Born in Mohrungen (today: Morąg) in the Kingdom of Prussia, Herder grew up in a poor household, educating himself from his father's Bible and songbook. In 1762, an introspective youth of seventeen, he enrolled at the local University of Königsberg, where he became a student of Immanuel Kant. At the same time, Herder became an intellectual protégé of Johann Georg Hamann, a patriotic Francophobe and intensely subjective thinker who championed the emotions against reason. His choice of Hamann over such luminaries as Immanuel Kant was significant, as this odd figure, a needy hypochondriac, delved back into the German mysticism of Jacob Böhme and others, pronouncing obscure and oracular dicta that brought him fame as the "Magus of the North". Hamann's disjointed effusions generally carried subtitles such as Hierophantic Letters or A Rhapsody in Cabbalistic Prose.

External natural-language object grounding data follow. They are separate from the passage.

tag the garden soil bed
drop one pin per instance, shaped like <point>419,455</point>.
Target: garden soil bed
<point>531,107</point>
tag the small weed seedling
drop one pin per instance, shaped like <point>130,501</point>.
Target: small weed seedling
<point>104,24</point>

Hamann's influence led Herder to confess to his wife later in life that "I have too little reason and too much idiosyncrasy", yet Herder can justly claim to have founded a new school of German political thought. Although himself an unsociable person, Herder influenced his contemporaries greatly. One friend wrote to him in 1785, hailing his works as "inspired by God." A varied field of theorists were later to find inspiration in Herder's tantalisingly incomplete ideas.
In 1764, now a clergyman, Herder went to Riga to teach. It was during this period that he produced his first major works, which were literary criticism.

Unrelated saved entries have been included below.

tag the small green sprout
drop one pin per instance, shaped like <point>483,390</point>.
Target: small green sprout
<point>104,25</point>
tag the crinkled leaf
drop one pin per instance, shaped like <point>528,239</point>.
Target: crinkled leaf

In 1769 Herder traveled by ship to the French port of Nantes and continued on to Paris. This resulted in both an account of his travels as well as a shift of his own self-conception as an author.

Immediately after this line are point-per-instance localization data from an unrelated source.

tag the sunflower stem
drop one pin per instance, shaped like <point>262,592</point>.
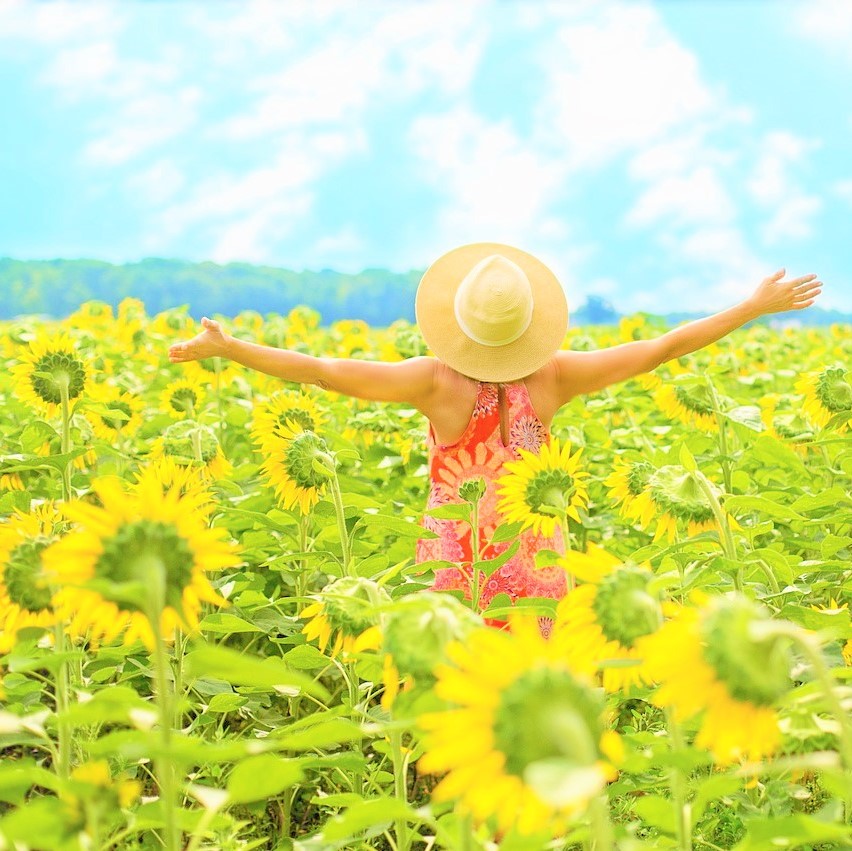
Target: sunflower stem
<point>812,652</point>
<point>400,767</point>
<point>565,545</point>
<point>725,536</point>
<point>677,782</point>
<point>337,498</point>
<point>476,553</point>
<point>164,766</point>
<point>724,461</point>
<point>601,826</point>
<point>63,731</point>
<point>65,446</point>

By 1770 Herder went to Strasbourg, where he met the young Goethe. This event proved to be a key juncture in the history of German literature, as Goethe was inspired by Herder's literary criticism to develop his own style. This can be seen as the beginning of the "Sturm und Drang" movement. In 1771 Herder took a position as head pastor and court preacher at Bückeburg under Count Wilhelm von Schaumburg-Lippe.
By the mid-1770s, Goethe was a well-known author, and used his influence at the court of Weimar to secure Herder a position as General Superintendent. Herder moved there in 1776, where his outlook shifted again towards classicism.
Towards the end of his career, Herder endorsed the French Revolution, which earned him the enmity of many of his colleagues. At the same time, he and Goethe experienced a personal split. Herder was ennobled by the Elector-Prince of Bavaria late in life, which added the prefix "von" to his last name. He died in Weimar in 1803.